Mauno
“How Long”

Levi Manchak

It’s in my nature to lament the end of all good things before they’ve even started. Less than twenty-four hours into my summer vacation (heck, it may have even been less than 24 minutes), I was already moaning that its end was fast approaching. I mentally catalogued all the tasks and adventures I wanted to complete that would never get done, guilted myself for the days that I would inevitably waste with my laziness, and filled my gut with nausea-inducing acid with thoughts of returning to work an abject failure at doing summer the way all my colleagues seem to, based on their cloying social media feeds.

It’s precisely this aspect of my personality that makes me love Mauno’s “How Long”, a song about millennial anxiety that works lyrics about dying and burning flesh into its chorus as easily as a pale frat boy gets a sunburn. I live in the same constant state of worry and dread as Mauno’s Nick Everett, although likely for different reasons.
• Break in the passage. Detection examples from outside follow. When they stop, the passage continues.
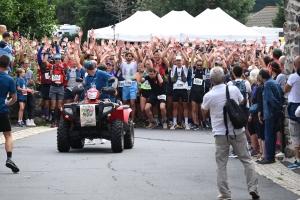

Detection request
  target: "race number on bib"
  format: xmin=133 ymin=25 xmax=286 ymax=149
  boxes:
xmin=176 ymin=83 xmax=183 ymax=88
xmin=144 ymin=80 xmax=151 ymax=87
xmin=118 ymin=81 xmax=124 ymax=87
xmin=45 ymin=72 xmax=50 ymax=80
xmin=157 ymin=94 xmax=167 ymax=101
xmin=124 ymin=81 xmax=132 ymax=86
xmin=194 ymin=78 xmax=203 ymax=85
xmin=52 ymin=74 xmax=61 ymax=82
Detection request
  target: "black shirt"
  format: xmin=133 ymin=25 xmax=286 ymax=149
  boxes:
xmin=145 ymin=75 xmax=166 ymax=96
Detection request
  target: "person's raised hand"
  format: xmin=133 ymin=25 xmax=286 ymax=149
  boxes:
xmin=77 ymin=29 xmax=83 ymax=37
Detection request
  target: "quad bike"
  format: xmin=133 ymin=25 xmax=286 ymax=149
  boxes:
xmin=57 ymin=78 xmax=134 ymax=153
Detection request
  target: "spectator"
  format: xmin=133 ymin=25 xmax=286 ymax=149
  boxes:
xmin=0 ymin=25 xmax=7 ymax=41
xmin=202 ymin=67 xmax=260 ymax=199
xmin=284 ymin=56 xmax=300 ymax=169
xmin=258 ymin=69 xmax=283 ymax=164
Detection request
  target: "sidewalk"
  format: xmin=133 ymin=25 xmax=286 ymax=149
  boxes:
xmin=0 ymin=125 xmax=57 ymax=144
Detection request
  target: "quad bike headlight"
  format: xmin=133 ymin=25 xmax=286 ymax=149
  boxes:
xmin=64 ymin=108 xmax=73 ymax=115
xmin=103 ymin=106 xmax=112 ymax=113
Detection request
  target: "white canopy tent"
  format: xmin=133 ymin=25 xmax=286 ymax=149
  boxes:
xmin=94 ymin=11 xmax=160 ymax=41
xmin=181 ymin=8 xmax=262 ymax=41
xmin=249 ymin=26 xmax=283 ymax=44
xmin=95 ymin=8 xmax=262 ymax=42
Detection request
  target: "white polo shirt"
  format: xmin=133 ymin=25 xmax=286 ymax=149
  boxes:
xmin=227 ymin=78 xmax=251 ymax=108
xmin=287 ymin=73 xmax=300 ymax=103
xmin=202 ymin=84 xmax=244 ymax=135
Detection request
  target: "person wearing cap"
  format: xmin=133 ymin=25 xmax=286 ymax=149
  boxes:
xmin=0 ymin=32 xmax=12 ymax=62
xmin=64 ymin=49 xmax=86 ymax=103
xmin=170 ymin=50 xmax=190 ymax=130
xmin=0 ymin=25 xmax=7 ymax=41
xmin=84 ymin=61 xmax=111 ymax=99
xmin=49 ymin=54 xmax=67 ymax=128
xmin=118 ymin=41 xmax=140 ymax=121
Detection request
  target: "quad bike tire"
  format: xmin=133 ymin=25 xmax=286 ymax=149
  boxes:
xmin=110 ymin=120 xmax=124 ymax=153
xmin=124 ymin=121 xmax=134 ymax=149
xmin=70 ymin=138 xmax=84 ymax=149
xmin=57 ymin=120 xmax=71 ymax=152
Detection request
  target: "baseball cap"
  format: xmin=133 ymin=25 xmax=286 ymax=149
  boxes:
xmin=176 ymin=56 xmax=181 ymax=60
xmin=84 ymin=61 xmax=95 ymax=69
xmin=54 ymin=54 xmax=61 ymax=59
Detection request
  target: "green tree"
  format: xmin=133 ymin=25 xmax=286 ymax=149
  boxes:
xmin=252 ymin=0 xmax=281 ymax=12
xmin=272 ymin=0 xmax=285 ymax=28
xmin=133 ymin=0 xmax=254 ymax=23
xmin=48 ymin=0 xmax=77 ymax=24
xmin=0 ymin=0 xmax=56 ymax=39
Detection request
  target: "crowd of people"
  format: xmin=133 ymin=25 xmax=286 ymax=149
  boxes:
xmin=0 ymin=25 xmax=300 ymax=175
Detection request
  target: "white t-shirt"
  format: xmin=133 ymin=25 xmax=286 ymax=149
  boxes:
xmin=120 ymin=61 xmax=138 ymax=81
xmin=171 ymin=65 xmax=189 ymax=90
xmin=287 ymin=73 xmax=300 ymax=103
xmin=202 ymin=84 xmax=244 ymax=135
xmin=227 ymin=78 xmax=251 ymax=108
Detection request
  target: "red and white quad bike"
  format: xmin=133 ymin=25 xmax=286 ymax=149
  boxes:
xmin=57 ymin=77 xmax=134 ymax=153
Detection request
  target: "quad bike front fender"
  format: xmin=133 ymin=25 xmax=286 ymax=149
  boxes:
xmin=109 ymin=106 xmax=132 ymax=123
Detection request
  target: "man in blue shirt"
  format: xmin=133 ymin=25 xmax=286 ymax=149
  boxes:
xmin=0 ymin=55 xmax=19 ymax=173
xmin=258 ymin=69 xmax=284 ymax=164
xmin=84 ymin=61 xmax=111 ymax=99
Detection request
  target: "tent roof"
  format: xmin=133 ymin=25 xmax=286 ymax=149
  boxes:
xmin=94 ymin=11 xmax=160 ymax=41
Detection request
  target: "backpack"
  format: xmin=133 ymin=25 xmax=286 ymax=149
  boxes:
xmin=232 ymin=80 xmax=247 ymax=108
xmin=223 ymin=86 xmax=247 ymax=139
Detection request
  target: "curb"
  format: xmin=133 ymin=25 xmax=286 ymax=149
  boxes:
xmin=252 ymin=158 xmax=300 ymax=195
xmin=0 ymin=126 xmax=57 ymax=144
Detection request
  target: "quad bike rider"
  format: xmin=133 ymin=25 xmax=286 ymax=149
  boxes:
xmin=57 ymin=61 xmax=134 ymax=153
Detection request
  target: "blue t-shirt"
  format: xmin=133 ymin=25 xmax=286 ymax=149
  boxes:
xmin=0 ymin=72 xmax=17 ymax=114
xmin=84 ymin=70 xmax=111 ymax=99
xmin=16 ymin=77 xmax=27 ymax=101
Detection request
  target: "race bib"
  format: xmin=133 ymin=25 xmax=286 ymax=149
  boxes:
xmin=144 ymin=80 xmax=151 ymax=87
xmin=194 ymin=78 xmax=203 ymax=85
xmin=52 ymin=74 xmax=61 ymax=82
xmin=157 ymin=94 xmax=167 ymax=101
xmin=118 ymin=81 xmax=124 ymax=87
xmin=45 ymin=72 xmax=50 ymax=80
xmin=176 ymin=83 xmax=183 ymax=88
xmin=124 ymin=81 xmax=132 ymax=86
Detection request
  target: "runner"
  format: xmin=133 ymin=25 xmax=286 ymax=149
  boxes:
xmin=0 ymin=55 xmax=20 ymax=173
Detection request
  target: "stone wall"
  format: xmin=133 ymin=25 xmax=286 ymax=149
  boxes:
xmin=283 ymin=0 xmax=300 ymax=161
xmin=9 ymin=92 xmax=42 ymax=120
Everett’s life is starting to take shape in our unpredictable and unstable world, mine is creeping up on its best-before date and starting to show signs of wear and rot. I blame my grandmother for my pessimism. She prefixed every sentence she ever spoke with, “If I’m still here this time next year…” and wore funeral blacks every day of the twenty one years I knew her. Mauno’s dread and worry is more evidenced-based than mine ever was. Every time you turn around, the 21st century throws up another sign of the impending apocalypse, often coming in 140 characters or less. Like firefighters who use controlled burns to stave off further damage from wildfires, Mauno wields the dry wit and humour of their oddball pop song as a way to keep their worries and fears from engulfing their consciousness. “How Long” isn’t really asking “How long until this is all over?”, it’s a rallying cry to the disaffected: “Only you can prevent global annihilation.”

Go to it, young whipper-snappers. This old man is going to sit back in his rocking chair, watching and listening.